Liked being able to look up or across the room and see Christo himself.
That she probably relished more than anything else. But it wasn’t the salutary experience she’d hoped it would be—or at least not salutary in the way she’d hoped. It wasn’t helping her get over him at all. In fact, by Wednesday, her last day in the office, she knew she needed to get out.
It wasn’t that she was afraid she would disgrace herself again. It was how badly she wanted to.
Well, not really to disgrace herself. But she did want Christo Savas with a deep, profound, gut-level desire unlike any she’d ever known. And she shouldn’t.
It was pathetic. She was pathetic, and she knew it.
“Get over it,” she told herself. “You’ve been down this road before.”
So she tried. But she kept looking up to feast her eyes on him every time he came into the reception area. She welcomed every opportunity to go into his office when he was there.

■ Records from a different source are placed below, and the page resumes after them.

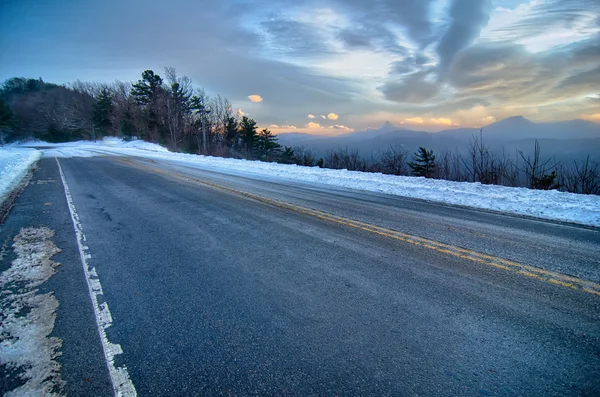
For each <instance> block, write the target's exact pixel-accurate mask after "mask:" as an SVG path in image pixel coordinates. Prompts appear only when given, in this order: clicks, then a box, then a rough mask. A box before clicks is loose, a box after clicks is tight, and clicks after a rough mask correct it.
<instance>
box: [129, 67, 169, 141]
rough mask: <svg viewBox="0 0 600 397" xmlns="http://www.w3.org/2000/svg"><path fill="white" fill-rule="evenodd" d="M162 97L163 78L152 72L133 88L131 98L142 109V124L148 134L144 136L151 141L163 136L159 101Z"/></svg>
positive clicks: (149, 73)
mask: <svg viewBox="0 0 600 397" xmlns="http://www.w3.org/2000/svg"><path fill="white" fill-rule="evenodd" d="M161 95H162V78H161V77H160V76H159V75H157V74H155V73H154V72H153V71H152V70H146V71H144V73H142V79H141V80H138V82H137V83H135V84H133V85H132V87H131V96H132V97H133V98H134V99H135V101H136V102H137V104H138V105H139V106H141V107H142V118H143V120H142V122H143V123H144V124H145V125H146V127H147V129H148V132H146V133H143V134H142V135H143V136H144V135H145V136H144V137H145V138H150V139H151V140H157V139H158V138H159V136H160V135H161V132H162V131H161V127H162V125H161V120H160V110H161V109H160V106H159V100H160V97H161Z"/></svg>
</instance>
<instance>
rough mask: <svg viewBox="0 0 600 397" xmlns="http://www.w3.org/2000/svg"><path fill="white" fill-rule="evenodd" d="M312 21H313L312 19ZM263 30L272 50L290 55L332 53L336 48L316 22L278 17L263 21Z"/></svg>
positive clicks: (262, 22)
mask: <svg viewBox="0 0 600 397" xmlns="http://www.w3.org/2000/svg"><path fill="white" fill-rule="evenodd" d="M311 22H312V21H311ZM261 28H262V29H261V31H262V32H263V33H264V34H265V36H266V37H265V38H266V43H265V44H266V45H267V46H268V47H269V48H270V50H271V51H274V52H277V53H281V54H284V55H288V56H298V57H301V56H305V55H306V53H307V52H310V53H312V54H315V53H319V54H331V53H333V52H334V49H333V48H332V47H331V46H329V45H328V43H327V40H325V38H324V37H323V34H324V33H326V32H322V30H323V29H322V27H318V28H317V27H315V24H314V23H308V22H301V21H297V20H293V19H289V18H276V19H269V20H267V21H263V22H262V23H261Z"/></svg>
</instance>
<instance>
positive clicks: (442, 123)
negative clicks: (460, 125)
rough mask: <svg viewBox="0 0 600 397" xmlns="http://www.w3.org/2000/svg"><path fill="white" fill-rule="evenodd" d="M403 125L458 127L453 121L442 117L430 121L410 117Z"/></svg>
mask: <svg viewBox="0 0 600 397" xmlns="http://www.w3.org/2000/svg"><path fill="white" fill-rule="evenodd" d="M402 124H426V125H430V126H440V127H451V126H457V125H458V124H457V123H455V122H454V121H452V120H451V119H449V118H445V117H440V118H435V117H431V118H428V119H424V118H422V117H408V118H405V119H404V120H403V121H402Z"/></svg>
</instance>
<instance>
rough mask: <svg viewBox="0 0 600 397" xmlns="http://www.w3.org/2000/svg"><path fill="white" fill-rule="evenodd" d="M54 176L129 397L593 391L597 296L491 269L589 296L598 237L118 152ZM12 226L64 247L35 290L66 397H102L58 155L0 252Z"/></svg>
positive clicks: (107, 371) (20, 206)
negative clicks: (327, 214)
mask: <svg viewBox="0 0 600 397" xmlns="http://www.w3.org/2000/svg"><path fill="white" fill-rule="evenodd" d="M60 164H61V166H62V169H63V171H64V176H65V178H66V180H67V182H68V185H69V187H70V192H71V194H72V198H73V202H74V205H75V207H76V210H77V213H78V215H79V219H80V221H81V225H82V227H83V230H84V232H85V236H86V244H87V246H88V247H89V252H90V254H91V259H90V263H89V265H90V266H94V267H95V268H96V270H97V274H98V278H99V280H100V281H101V283H102V289H103V292H104V295H103V299H105V301H106V302H107V303H108V305H109V307H110V311H111V314H112V319H113V324H112V326H111V327H110V328H108V329H107V331H106V333H107V337H108V339H109V340H110V341H111V342H114V343H118V344H120V346H121V347H122V350H123V354H119V355H118V356H116V364H117V365H125V366H126V367H127V369H128V372H129V375H130V377H131V381H132V383H133V385H134V386H135V389H136V390H137V393H138V395H141V396H184V395H299V396H307V395H394V396H396V395H400V396H416V395H419V396H456V395H470V396H479V395H482V396H514V395H528V396H551V395H587V396H597V395H600V296H599V295H596V294H593V293H590V292H586V291H585V290H584V289H583V288H568V287H566V286H564V285H556V283H553V282H551V281H549V280H546V279H542V278H539V277H530V276H528V275H527V273H528V272H524V271H521V272H520V273H519V271H514V269H503V268H499V267H498V266H494V264H495V263H496V262H495V259H493V258H499V259H507V260H510V261H513V262H514V263H517V264H521V265H523V266H529V267H535V268H538V269H542V270H544V271H547V272H548V274H550V275H554V274H560V275H569V276H572V277H574V279H575V280H583V281H591V282H594V283H599V282H600V260H599V258H600V232H599V231H598V230H594V229H586V228H579V227H574V226H572V225H564V224H557V223H550V222H543V221H539V220H532V219H523V218H517V217H511V216H504V215H499V214H493V213H487V212H483V211H475V210H469V209H464V208H458V207H449V206H444V205H439V204H434V203H428V202H424V201H419V200H408V199H402V198H398V197H391V196H386V195H382V194H373V193H365V192H359V191H352V190H347V189H335V188H334V189H331V188H324V187H320V186H309V185H304V184H300V183H289V182H282V181H277V180H265V179H264V178H262V179H253V178H247V177H243V176H240V175H238V176H235V175H224V174H218V173H214V172H210V171H202V170H198V169H192V168H188V167H185V166H183V165H178V164H174V163H173V164H169V163H156V162H153V161H148V160H142V159H134V158H117V157H93V158H64V159H60ZM40 181H42V182H40ZM43 181H45V182H43ZM52 181H53V182H52ZM240 193H246V194H245V195H244V194H240ZM256 197H268V198H269V199H270V200H274V202H273V201H268V200H267V201H260V200H256ZM281 203H284V205H280V204H281ZM304 209H310V210H313V211H314V210H316V211H319V212H310V211H304ZM321 213H323V214H330V215H331V217H323V216H318V214H321ZM336 219H338V220H339V219H342V221H336ZM348 220H353V221H359V222H361V223H360V225H372V226H373V227H374V228H378V229H377V230H384V229H385V230H391V231H397V232H401V233H404V234H405V235H409V236H418V237H421V238H425V239H427V241H431V242H436V243H442V244H444V246H443V247H445V248H443V249H437V248H435V247H434V248H431V247H429V246H428V245H427V244H423V243H422V242H421V243H420V242H419V241H420V240H415V241H412V240H410V238H405V240H402V239H398V238H391V237H390V236H388V235H386V233H377V232H374V231H373V230H375V229H373V230H371V229H369V227H363V226H360V227H358V226H356V225H355V224H349V223H347V221H348ZM27 225H38V226H48V227H50V228H52V229H54V230H56V235H55V239H54V240H55V241H54V242H55V244H56V245H57V246H59V248H61V249H62V250H63V252H62V253H60V254H59V255H57V256H56V260H58V261H59V262H61V267H60V271H59V273H58V274H57V275H56V276H54V277H53V278H52V279H51V280H50V281H49V285H48V287H47V288H48V289H49V290H52V291H54V293H55V295H56V296H57V298H58V299H59V301H60V304H61V306H60V307H59V310H58V316H57V325H56V328H55V331H54V333H55V335H57V336H59V337H61V338H62V339H63V340H64V343H63V355H62V356H61V358H60V361H61V364H62V366H63V379H64V380H65V381H66V385H65V391H66V392H67V393H69V395H82V396H83V395H85V396H92V395H111V394H112V388H111V387H112V386H111V381H110V378H109V374H108V371H107V369H106V368H107V367H106V363H105V362H104V357H103V354H102V345H101V343H100V338H99V336H98V332H97V329H96V323H95V318H94V313H93V310H92V305H91V304H90V298H89V295H87V290H86V288H87V286H86V281H85V277H84V274H83V270H82V266H81V262H80V260H79V257H78V255H79V254H78V251H77V249H78V248H77V245H76V237H75V233H74V231H73V225H72V224H71V218H70V215H69V209H68V207H67V203H66V200H65V195H64V190H63V186H62V183H61V177H60V174H59V171H58V167H57V162H56V161H55V160H54V159H43V160H42V161H41V162H40V169H39V170H38V171H37V173H36V174H35V175H34V177H33V179H32V183H31V184H30V186H29V187H28V188H27V189H26V190H25V191H24V193H23V195H22V196H21V197H20V198H19V200H18V201H17V204H16V206H15V207H14V208H13V211H12V212H11V214H10V215H9V217H8V218H7V221H6V223H5V225H4V226H3V228H2V230H1V231H0V238H1V239H2V241H6V240H7V239H10V238H12V237H11V236H14V235H15V234H16V233H17V232H18V230H19V228H20V227H23V226H27ZM455 249H462V250H469V251H474V252H477V253H480V254H485V255H487V256H486V257H490V258H492V259H489V260H487V259H486V261H487V262H486V261H474V260H470V259H467V258H464V257H461V256H460V255H457V254H456V251H455ZM461 252H462V251H461ZM488 262H489V263H488ZM496 264H497V263H496ZM6 266H7V259H4V261H3V262H0V270H2V269H4V268H5V267H6ZM550 279H551V277H550ZM0 375H1V374H0ZM7 387H8V386H7Z"/></svg>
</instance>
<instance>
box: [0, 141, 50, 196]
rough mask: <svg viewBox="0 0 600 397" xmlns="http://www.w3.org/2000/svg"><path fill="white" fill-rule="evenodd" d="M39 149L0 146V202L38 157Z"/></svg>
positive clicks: (11, 189)
mask: <svg viewBox="0 0 600 397" xmlns="http://www.w3.org/2000/svg"><path fill="white" fill-rule="evenodd" d="M41 156H42V153H41V152H40V151H39V150H35V149H27V148H18V147H10V148H0V204H2V202H3V201H4V200H5V199H6V198H7V197H8V195H9V194H10V192H11V191H12V190H13V189H15V188H16V187H17V186H18V185H19V183H20V182H21V180H22V179H23V178H24V177H25V175H27V171H28V170H29V167H31V165H32V164H33V163H35V162H36V161H38V160H39V159H40V157H41Z"/></svg>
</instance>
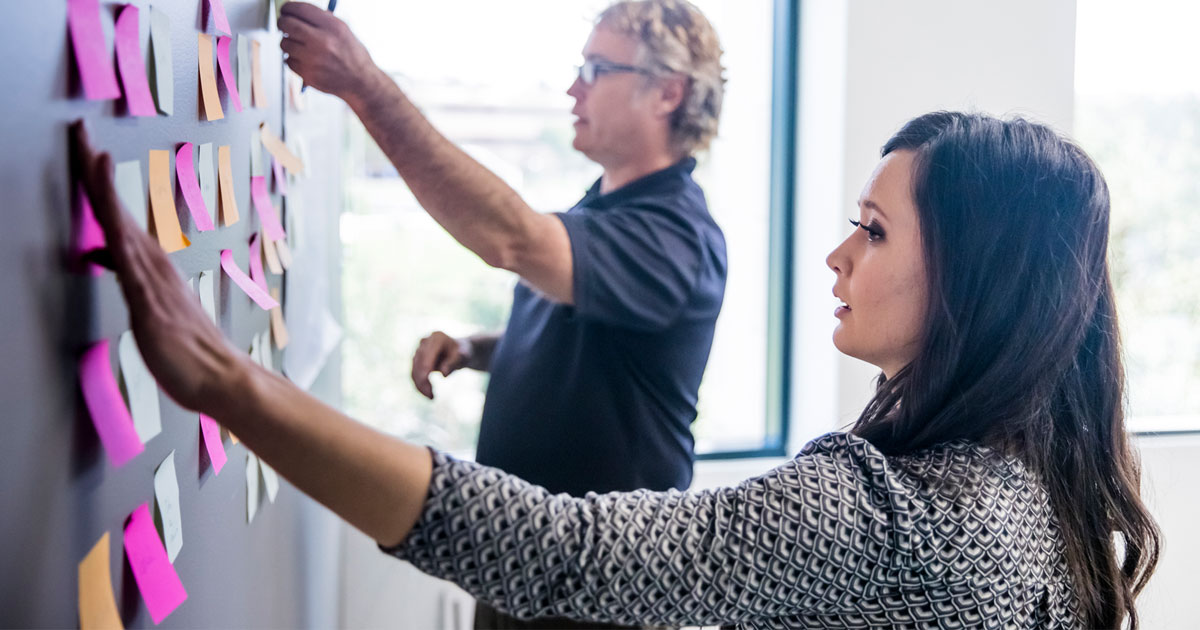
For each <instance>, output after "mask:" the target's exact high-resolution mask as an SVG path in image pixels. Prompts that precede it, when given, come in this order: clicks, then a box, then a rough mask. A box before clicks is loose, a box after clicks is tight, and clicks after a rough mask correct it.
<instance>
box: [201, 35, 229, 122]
mask: <svg viewBox="0 0 1200 630" xmlns="http://www.w3.org/2000/svg"><path fill="white" fill-rule="evenodd" d="M197 37H198V42H199V43H198V46H197V49H198V53H197V54H198V55H199V56H198V58H197V59H198V62H199V65H200V100H202V102H203V103H204V118H205V120H209V121H212V120H221V119H223V118H224V112H222V110H221V98H220V97H218V96H217V78H216V74H214V72H212V36H211V35H209V34H206V32H200V34H197Z"/></svg>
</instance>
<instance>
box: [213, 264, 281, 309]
mask: <svg viewBox="0 0 1200 630" xmlns="http://www.w3.org/2000/svg"><path fill="white" fill-rule="evenodd" d="M221 269H223V270H224V272H226V275H228V276H229V280H232V281H233V283H234V284H236V286H238V288H240V289H241V290H242V292H245V293H246V295H248V296H250V299H251V300H254V304H257V305H258V306H260V307H262V308H263V310H264V311H269V310H271V308H274V307H276V306H278V304H280V302H277V301H275V300H274V299H272V298H271V295H270V294H269V293H266V292H265V290H263V288H262V287H259V286H258V284H256V283H254V281H253V280H250V277H248V276H246V274H245V272H244V271H242V270H241V269H239V268H238V263H235V262H234V259H233V250H221Z"/></svg>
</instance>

She found herself memorizing the way his brows drew together when he was studying an argument and how he tapped his pen against his teeth when he was reading. She had an image in her mind of the way he always tilted his head and listened so intently when one of his clients was speaking, and how he always crouched down so he was on eye level with the children as he was doing now with eight-year-old Derek Hartman who was showing Christo baseball cards instead of talking about his parents’ divorce.